Cambodia Drops in Press Freedom Rankings

Press freedom in Cambodia has deteriorated in the last year, France-­based Reporters Without Borders announced Monday.

Cambodia dropped 18 places to 108th on the group’s annual World­wide Press Freedom Index, placing it beneath Malay­sia, which came 92nd, and Indo­nesia, which came in 103rd.

Cambodia nevertheless re­mained above Thailand which came 122nd, Vietnam which was 155th, the Philippines which ranked 142nd and Singapore which came in 146th. Finland was judged to have the greatest press freedom while North Korea came in last at 168th.

“It was a bad year for press freedom,” the group said in its brief review of Cambodia, citing events that had occurred in the last 12 months including the October 2005 arrest of Beehive Radio director Mam Sonando. Mam Sonando was detained for several months after conducting a radio interview in which Prime Minister Hun Sen was heavily criticized for his handling of Cambodia’s borders.
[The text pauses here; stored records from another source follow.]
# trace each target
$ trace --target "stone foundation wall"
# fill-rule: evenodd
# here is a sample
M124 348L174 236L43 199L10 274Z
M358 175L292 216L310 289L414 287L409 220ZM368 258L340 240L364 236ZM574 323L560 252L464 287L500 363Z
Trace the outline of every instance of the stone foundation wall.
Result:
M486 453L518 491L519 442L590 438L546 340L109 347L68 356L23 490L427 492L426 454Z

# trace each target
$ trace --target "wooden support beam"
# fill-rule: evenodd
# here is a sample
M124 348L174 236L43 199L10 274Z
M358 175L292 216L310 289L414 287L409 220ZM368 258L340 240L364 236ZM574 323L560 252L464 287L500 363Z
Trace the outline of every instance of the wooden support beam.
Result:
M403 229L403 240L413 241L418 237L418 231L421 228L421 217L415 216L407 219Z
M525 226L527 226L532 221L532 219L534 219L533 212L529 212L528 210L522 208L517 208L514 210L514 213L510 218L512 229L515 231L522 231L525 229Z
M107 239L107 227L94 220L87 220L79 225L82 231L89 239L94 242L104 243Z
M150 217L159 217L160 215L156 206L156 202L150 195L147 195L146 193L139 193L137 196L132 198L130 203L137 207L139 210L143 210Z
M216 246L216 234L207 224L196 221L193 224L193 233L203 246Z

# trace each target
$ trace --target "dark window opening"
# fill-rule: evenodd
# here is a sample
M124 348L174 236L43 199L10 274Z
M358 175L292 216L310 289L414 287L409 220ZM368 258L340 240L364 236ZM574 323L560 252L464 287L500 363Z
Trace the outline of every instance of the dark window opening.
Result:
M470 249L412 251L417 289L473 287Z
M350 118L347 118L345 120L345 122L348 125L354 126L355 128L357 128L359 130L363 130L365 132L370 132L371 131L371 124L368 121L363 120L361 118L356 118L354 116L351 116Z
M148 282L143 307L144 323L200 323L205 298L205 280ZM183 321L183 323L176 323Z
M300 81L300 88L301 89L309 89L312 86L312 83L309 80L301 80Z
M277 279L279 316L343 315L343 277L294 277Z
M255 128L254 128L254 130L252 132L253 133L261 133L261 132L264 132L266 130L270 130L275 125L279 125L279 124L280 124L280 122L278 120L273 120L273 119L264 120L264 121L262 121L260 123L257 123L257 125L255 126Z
“After this, associates of Hun Sen threatened to have arrested two correspondents for international ra­dios Voice of America and Radio Free Asia, who were forced to flee the country,” the report claims, with­out elaborating.

Information Minister and government spokesman Khieu Kan­harith described Cambodia’s ranking as “fair according to European standards,” in that it was compared favorably to its neighbors. But he added: “By dropping Cam­bodia, this organization may­be is discrediting itself.”

Independent journalism trainer Moeun Chhean Nariddh disagreed. He noted that the removal in May of jail time as punishment for defamation, has seen a surge in po­pularity for the charge of disinformation, which still carries a prison sentence. “Cambodian journalists are exercising self-censorship,” he said, adding that reporters often shrink from accusing government officials of corruption.

Dam Sithek, publisher of the pro-SRP newspaper Moneak­sekar Khmer, was sued for disinformation in July after printing an article accusing Cabinet Minister Sok An of corruption.

“I know many reporters who have written political stories about the government but then their stories have not been reported in the press because their editors didn’t run them,” Moeun Chhean Na­riddh added.